Britannia P&I Club released a case study focusing on a fatality incident where an electrician lost his life inside an elevator shaft.
The case
During the voyage a potential problem was identified with the stopping position of the vessel’s elevator car. It was thought that the problem may be related to the elevator’s control cabinet overheating and possibly also to the adjustment of the elevator’s limit switches.
Checks were carried out, but the problem persisted, and as a result the elevator was taken out of service until further investigation could be carried out at the next anchorage. On the morning of the incident a tool box meeting was conducted prior to starting the work.
The meeting record indicated that the electrician and electro–technical trainee (ETT) would inspect the elevator’s speed governor and limit switches.
Signs were posted on each deck, and on the control panel, stating that the equipment was out of service due to maintenance. Similar signs were posted at the elevator’s call buttons on each deck and a public announcement was made to make the crew aware of the ongoing work on the elevator. As the work involved working in the elevator shaft, a ‘working aloft’ permit was issued.
The electrician and the ETT started checking and adjusting the limit switches working from deck E downwards. The electrician was working inside the elevator shaft, while the ETT was located outside to act as a safety/communications contact point. At 1645 local time the electrician and ETT stopped working to go for dinner.
The elevator car was parked on Deck B and the ETT watched the electrician come down through the escape hatch in the roof of the car and exit through the open elevator door on Deck B. The electrician informed the bridge that both the ETT and himself were out of the elevator shaft and would continue the work the following morning.

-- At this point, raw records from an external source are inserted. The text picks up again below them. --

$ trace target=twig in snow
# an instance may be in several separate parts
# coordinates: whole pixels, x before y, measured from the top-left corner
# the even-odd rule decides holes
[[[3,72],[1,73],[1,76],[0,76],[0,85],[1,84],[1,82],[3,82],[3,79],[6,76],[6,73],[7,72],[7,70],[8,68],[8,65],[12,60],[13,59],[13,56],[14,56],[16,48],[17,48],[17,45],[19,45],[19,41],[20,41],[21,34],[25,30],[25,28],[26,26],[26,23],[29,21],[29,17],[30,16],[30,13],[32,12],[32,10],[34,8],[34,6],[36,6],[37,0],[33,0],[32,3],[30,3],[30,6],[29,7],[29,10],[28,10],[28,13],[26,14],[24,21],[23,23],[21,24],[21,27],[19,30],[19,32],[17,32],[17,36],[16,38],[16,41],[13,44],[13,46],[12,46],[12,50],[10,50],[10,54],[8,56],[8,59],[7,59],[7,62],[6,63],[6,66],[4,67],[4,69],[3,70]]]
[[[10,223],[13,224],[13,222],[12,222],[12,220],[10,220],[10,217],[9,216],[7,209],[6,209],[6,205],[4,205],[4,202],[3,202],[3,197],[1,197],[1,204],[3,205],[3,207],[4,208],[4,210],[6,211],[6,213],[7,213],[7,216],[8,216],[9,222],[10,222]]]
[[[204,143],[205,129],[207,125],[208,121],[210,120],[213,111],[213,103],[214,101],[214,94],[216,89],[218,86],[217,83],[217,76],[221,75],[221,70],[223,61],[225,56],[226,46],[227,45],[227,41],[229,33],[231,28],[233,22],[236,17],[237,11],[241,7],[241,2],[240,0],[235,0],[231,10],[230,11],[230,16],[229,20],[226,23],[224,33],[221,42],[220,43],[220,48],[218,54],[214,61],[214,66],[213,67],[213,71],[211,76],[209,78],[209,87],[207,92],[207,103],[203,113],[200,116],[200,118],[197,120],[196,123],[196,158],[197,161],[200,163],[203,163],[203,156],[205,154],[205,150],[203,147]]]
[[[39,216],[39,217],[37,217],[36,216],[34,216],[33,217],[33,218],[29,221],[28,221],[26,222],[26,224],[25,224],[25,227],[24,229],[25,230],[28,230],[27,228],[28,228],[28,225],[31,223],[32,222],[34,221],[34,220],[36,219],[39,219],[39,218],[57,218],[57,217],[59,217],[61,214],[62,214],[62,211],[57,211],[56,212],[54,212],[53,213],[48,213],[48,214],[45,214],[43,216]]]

On his way to the changing room on the upper deck, the EET noticed that the electrician had not followed him. At the time this did not raise any concerns as the EET assumed that the electrician had gone to his cabin to change for dinner.
At about 1745 local time the electrician had still not arrived for dinner and the ETT expressed his concerns to the C/E. They both went to look for the electrician, but when they were unable to locate him, the C/E asked the ETT to point out where he had last worked with the electrician.

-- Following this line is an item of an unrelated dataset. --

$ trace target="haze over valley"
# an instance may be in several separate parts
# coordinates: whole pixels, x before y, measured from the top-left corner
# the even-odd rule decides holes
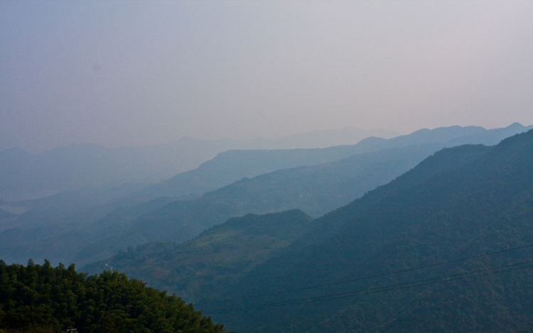
[[[532,332],[532,17],[0,0],[0,332]]]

They proceeded to the elevator door on B deck, which was closed. Upon opening the door using an emergency tool (Figure 1), they found that the elevator car had moved downwards.

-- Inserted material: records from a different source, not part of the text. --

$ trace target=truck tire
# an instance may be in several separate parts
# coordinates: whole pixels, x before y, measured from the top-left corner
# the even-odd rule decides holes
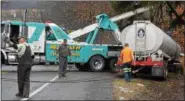
[[[86,64],[75,63],[75,66],[79,71],[88,71]]]
[[[111,72],[116,72],[116,66],[115,66],[116,62],[117,62],[117,58],[113,58],[110,60],[109,68],[110,68]]]
[[[102,71],[105,67],[105,60],[101,56],[93,56],[89,61],[89,67],[93,72]]]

They could see the electrician inside the elevator shaft with his right leg draped over the counterweight and his upper torso trapped between the counterweight and one of the counterweight guard beams (Figure 2).

It was noticed that the electrician was wearing a safety harness and he was outside the safety cage on top of the elevator car (Figure 3).
The C/E notified the master immediately, who raised the general alarm and then went to the bridge to inform the company. He also radioed the local authorities for medical assistance. A member of the onboard medical emergency team entered the elevator shaft and confirmed that the electrician was not breathing and he could not detect a pulse. Hoisting arrangements, using wires and chain blocks, were rigged, which allowed the elevator car to be hoisted and the counterweight to move down and free the electrician. At 1815 local time the electrician was pulled out from the elevator shaft and the 2nd Officer, who was the ship’s medical officer, confirmed that the electrician had no pulse.
The body was later taken ashore by boat and a post mortem confirmed the cause of death to be a blunt compressive trauma to the trunk. The company arranged for an authorised expert to carry out an inspection of the elevator. The inspection did not indicate any failure of the elevator’s machinery in relation to this particular incident.
Lessons learned:
- A safety cage is provided on top of the elevator car to safeguard the person(s). The electrician was found outside the safety cage, which may have exposed himself to additional danger.
- Earlier the electrician had left the elevator shaft through the emergency escape hatch of the car into the elevator cabin. This would have triggered the latch-out system and isolated the power on the system. To reactivate the elevator you would have to close the emergency escape hatch, and then physically reset the system at the control cabinet on deck D.

- From the position in which the electrician was found, the investigation hypothesised that he likely re-entered the elevator shaft to retrieve a plastic bottle containing oil used to top up the guide rail lubrication boxes (Figure 4). While trying to retrieve the bottle, it appears that he got trapped between the counterweight and the counterweight guard beam.
- The maintenance switch located at the safety cage was found in the “ON” position, meaning that the elevator could only be operated from there. The electrician was wearing a safety harness, which due to its attachment would have made him unable to reach the operation panel, indicating that the elevator was not intentionally operated from inside the shaft at the time of the incident.
- The manufacturer’s instructions state that if the elevator is not levelling at any floor, then it should be taken out of service and a technician consulted.
- While the onboard Safety Management system provided a risk assessment for ‘Electrical Workshop Activities on Elevator Cage’, this only covered the use of Personal Protective Equipment.